I numeri che raccontano il fenomeno
A rendere evidente l’“effetto Zalone” sono i dati di Google Trends. Il giorno dell’uscita del film, le ricerche degli italiani sul Cammino di Santiago sono cresciute di oltre il 200% rispetto alla media annuale. Pochi giorni dopo è arrivato il picco massimo, con un aumento vicino al 600%.
Ma il dato più significativo non è il record giornaliero. È la tenuta nel tempo. Per tutta la prima settimana successiva, l’interesse è rimasto stabilmente sopra il 400%, segno che la curiosità non si è esaurita con l’onda emotiva dell’uscita, ma si è trasformata in attenzione continuativa.

Un interesse senza precedenti recenti
Dal 2004 a oggi, un livello di ricerche così alto si era registrato solo una volta, nel 2013, quando un grave incidente ferroviario nei pressi di Santiago de Compostela aveva acceso i riflettori per ragioni di cronaca. Oggi, invece, a trainare l’interesse è una narrazione popolare, leggera ma non superficiale.
Il confronto è significativo: allora la paura, oggi l’identificazione. Due motori diversi, due modi opposti di entrare nell’immaginario collettivo.
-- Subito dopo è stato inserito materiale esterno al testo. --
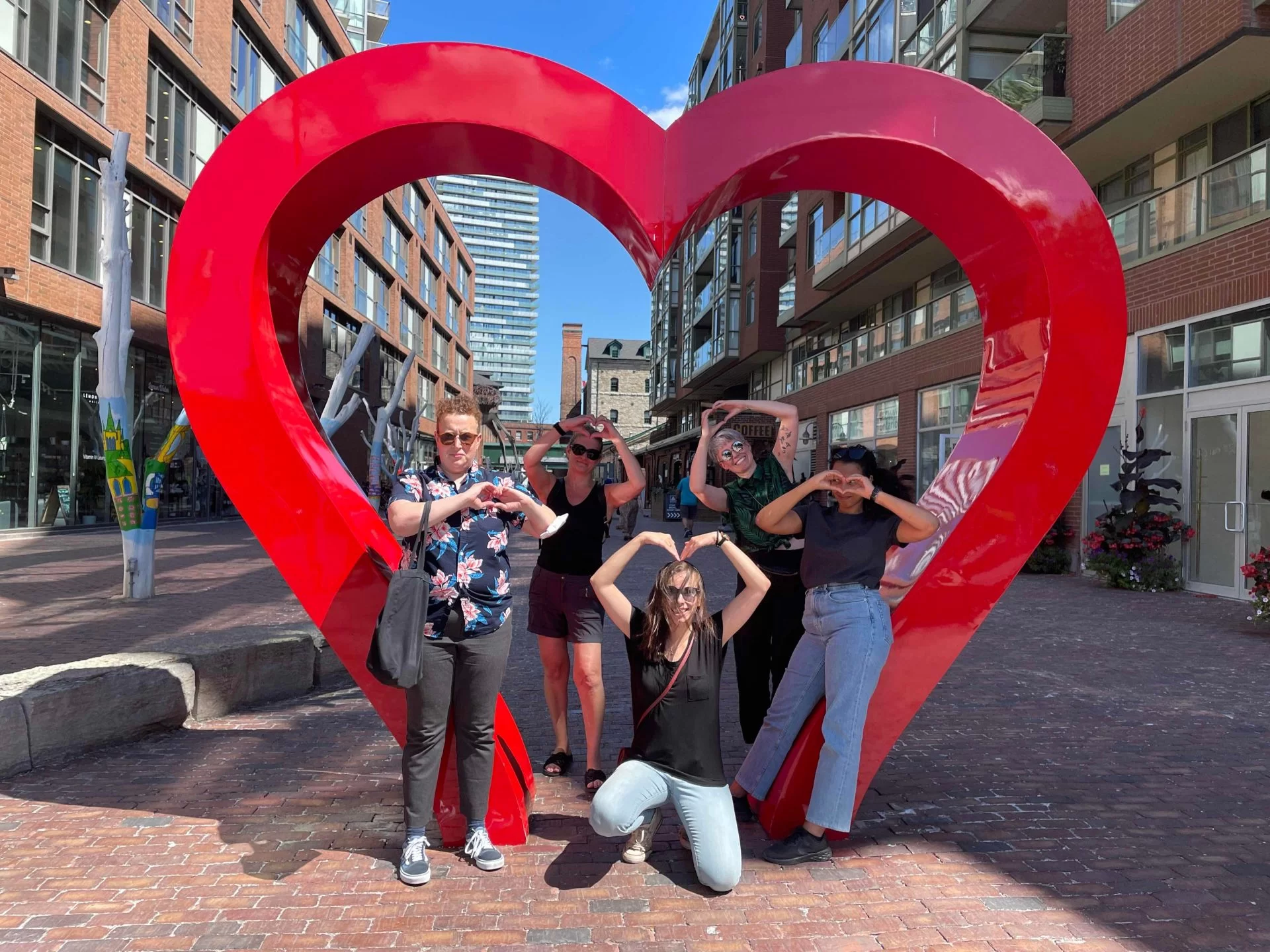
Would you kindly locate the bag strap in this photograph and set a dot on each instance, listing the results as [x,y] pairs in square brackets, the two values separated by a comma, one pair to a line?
[673,678]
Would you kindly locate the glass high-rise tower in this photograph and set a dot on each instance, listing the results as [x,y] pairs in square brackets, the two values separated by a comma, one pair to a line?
[498,220]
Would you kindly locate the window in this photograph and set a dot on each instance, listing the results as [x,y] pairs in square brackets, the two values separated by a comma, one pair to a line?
[452,313]
[177,16]
[325,270]
[153,220]
[64,44]
[338,337]
[182,130]
[427,397]
[305,45]
[875,426]
[440,350]
[413,206]
[814,229]
[394,245]
[429,285]
[370,292]
[252,78]
[409,324]
[65,202]
[1119,9]
[390,368]
[941,415]
[441,248]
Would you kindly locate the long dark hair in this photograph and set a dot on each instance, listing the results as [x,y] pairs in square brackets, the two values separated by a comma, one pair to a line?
[657,616]
[884,479]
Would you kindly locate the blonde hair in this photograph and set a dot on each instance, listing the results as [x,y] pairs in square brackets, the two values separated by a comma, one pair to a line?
[724,437]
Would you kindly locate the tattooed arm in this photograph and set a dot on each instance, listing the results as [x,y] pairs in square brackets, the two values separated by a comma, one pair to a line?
[786,426]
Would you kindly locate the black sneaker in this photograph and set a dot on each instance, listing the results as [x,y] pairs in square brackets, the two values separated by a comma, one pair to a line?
[414,870]
[799,847]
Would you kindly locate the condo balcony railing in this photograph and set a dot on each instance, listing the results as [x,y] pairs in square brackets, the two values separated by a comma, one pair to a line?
[952,311]
[794,50]
[1224,194]
[929,33]
[1039,71]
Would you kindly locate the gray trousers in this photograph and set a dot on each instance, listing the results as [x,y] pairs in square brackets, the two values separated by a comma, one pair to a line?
[468,673]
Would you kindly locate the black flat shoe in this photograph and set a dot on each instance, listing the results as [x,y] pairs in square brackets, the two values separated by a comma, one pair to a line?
[562,761]
[799,847]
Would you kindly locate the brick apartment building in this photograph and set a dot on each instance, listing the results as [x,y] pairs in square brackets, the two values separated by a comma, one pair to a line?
[857,315]
[178,77]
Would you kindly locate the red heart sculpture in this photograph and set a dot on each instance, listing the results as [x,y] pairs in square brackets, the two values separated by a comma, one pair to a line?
[995,190]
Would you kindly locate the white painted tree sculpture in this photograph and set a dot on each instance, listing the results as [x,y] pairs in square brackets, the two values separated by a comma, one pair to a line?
[136,503]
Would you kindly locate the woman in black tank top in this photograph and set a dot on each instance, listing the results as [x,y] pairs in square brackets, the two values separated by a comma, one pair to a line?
[563,607]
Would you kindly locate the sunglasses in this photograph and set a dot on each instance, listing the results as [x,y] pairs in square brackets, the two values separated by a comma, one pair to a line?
[850,455]
[466,440]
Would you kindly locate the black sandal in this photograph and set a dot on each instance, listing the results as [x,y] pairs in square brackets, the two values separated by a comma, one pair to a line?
[562,761]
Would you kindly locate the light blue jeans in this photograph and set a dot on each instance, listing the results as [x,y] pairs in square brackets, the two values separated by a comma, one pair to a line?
[629,797]
[840,656]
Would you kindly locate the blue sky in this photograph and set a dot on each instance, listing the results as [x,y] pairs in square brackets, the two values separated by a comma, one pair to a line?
[642,50]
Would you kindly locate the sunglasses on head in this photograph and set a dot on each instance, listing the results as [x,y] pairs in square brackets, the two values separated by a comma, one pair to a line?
[850,455]
[466,440]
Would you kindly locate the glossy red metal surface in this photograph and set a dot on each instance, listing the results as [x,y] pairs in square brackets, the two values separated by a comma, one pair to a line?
[994,188]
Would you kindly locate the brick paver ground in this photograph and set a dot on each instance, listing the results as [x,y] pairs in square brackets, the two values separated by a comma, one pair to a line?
[1090,776]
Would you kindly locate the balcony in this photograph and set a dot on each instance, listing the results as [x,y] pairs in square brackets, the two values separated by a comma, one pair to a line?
[789,221]
[1035,84]
[944,315]
[857,239]
[785,310]
[1222,197]
[794,51]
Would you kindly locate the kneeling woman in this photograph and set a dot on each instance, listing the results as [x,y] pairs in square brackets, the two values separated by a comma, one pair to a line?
[676,654]
[847,635]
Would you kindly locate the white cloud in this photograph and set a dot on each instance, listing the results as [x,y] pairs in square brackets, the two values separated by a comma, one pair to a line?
[672,106]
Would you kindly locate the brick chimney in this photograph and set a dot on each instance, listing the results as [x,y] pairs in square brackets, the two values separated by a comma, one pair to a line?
[571,368]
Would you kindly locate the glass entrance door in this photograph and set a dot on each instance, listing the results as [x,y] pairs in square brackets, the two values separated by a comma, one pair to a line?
[1226,452]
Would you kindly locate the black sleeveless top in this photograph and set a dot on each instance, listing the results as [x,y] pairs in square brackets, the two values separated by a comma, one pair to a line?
[577,549]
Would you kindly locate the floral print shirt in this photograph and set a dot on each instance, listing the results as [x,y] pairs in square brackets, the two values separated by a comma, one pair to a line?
[466,555]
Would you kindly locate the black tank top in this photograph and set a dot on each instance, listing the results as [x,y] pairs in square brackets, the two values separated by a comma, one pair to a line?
[578,547]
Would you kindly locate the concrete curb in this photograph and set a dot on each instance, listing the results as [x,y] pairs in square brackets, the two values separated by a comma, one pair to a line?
[59,711]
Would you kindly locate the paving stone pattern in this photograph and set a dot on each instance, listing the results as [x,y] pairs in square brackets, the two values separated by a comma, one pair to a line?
[1090,776]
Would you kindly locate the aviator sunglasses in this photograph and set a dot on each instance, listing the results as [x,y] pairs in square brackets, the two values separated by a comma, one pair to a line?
[466,440]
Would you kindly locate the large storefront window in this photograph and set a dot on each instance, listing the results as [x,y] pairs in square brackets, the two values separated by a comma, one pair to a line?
[48,401]
[874,426]
[941,415]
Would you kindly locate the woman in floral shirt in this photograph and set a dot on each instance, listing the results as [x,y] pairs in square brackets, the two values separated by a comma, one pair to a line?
[466,639]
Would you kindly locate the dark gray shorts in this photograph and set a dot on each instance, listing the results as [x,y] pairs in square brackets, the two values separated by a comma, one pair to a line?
[566,607]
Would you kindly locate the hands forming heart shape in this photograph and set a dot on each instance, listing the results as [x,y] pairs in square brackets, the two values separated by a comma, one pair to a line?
[1001,197]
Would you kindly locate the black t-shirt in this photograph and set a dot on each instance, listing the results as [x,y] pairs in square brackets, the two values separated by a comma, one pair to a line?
[842,547]
[681,735]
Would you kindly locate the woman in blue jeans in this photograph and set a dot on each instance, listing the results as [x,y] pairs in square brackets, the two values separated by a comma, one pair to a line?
[676,651]
[846,640]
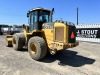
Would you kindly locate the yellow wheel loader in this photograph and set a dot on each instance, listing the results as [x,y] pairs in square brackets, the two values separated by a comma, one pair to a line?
[42,35]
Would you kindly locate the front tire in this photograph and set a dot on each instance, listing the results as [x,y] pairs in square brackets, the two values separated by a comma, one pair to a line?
[37,48]
[18,41]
Il Cammino come risposta contemporanea
Negli ultimi anni il Cammino di Santiago ha smesso di essere solo un percorso religioso. È diventato simbolo di turismo lento, di ricerca personale, di bisogno di rallentare. Camminare per giorni, disconnettersi, ridurre l’esperienza all’essenziale: temi che intercettano un disagio diffuso nelle società iperconnesse.
Il film di Zalone coglie questo punto senza proclami. Mostra la fatica, il disagio, l’imprevisto, ma anche il cambiamento che nasce dall’attraversare uno spazio e un tempo diversi. È una narrazione che non promette soluzioni, ma suggerisce possibilità. Ed è proprio questo che spinge molti a cercare informazioni, a immaginarsi in cammino, almeno mentalmente.

Dal cinema alle scelte reali
Non è la prima volta che il cinema influenza le mappe del desiderio. Ma in questo caso l’effetto è particolarmente potente perché il Cammino non è un luogo da osservare, bensì un’esperienza accessibile, replicabile, concreta. Cercarlo online significa già fare il primo passo.
Resta da capire se il boom di ricerche si tradurrà in un aumento reale dei pellegrini italiani nei prossimi mesi. Ma una cosa è certa: Buen Camino ha riportato il Cammino di Santiago nel discorso pubblico, dimostrando che una storia pop, se tocca un nervo scoperto, può trasformarsi in una spinta collettiva.
Non verso una meta esotica, ma verso un’idea semplice e potente: camminare, per capire dove si sta andando.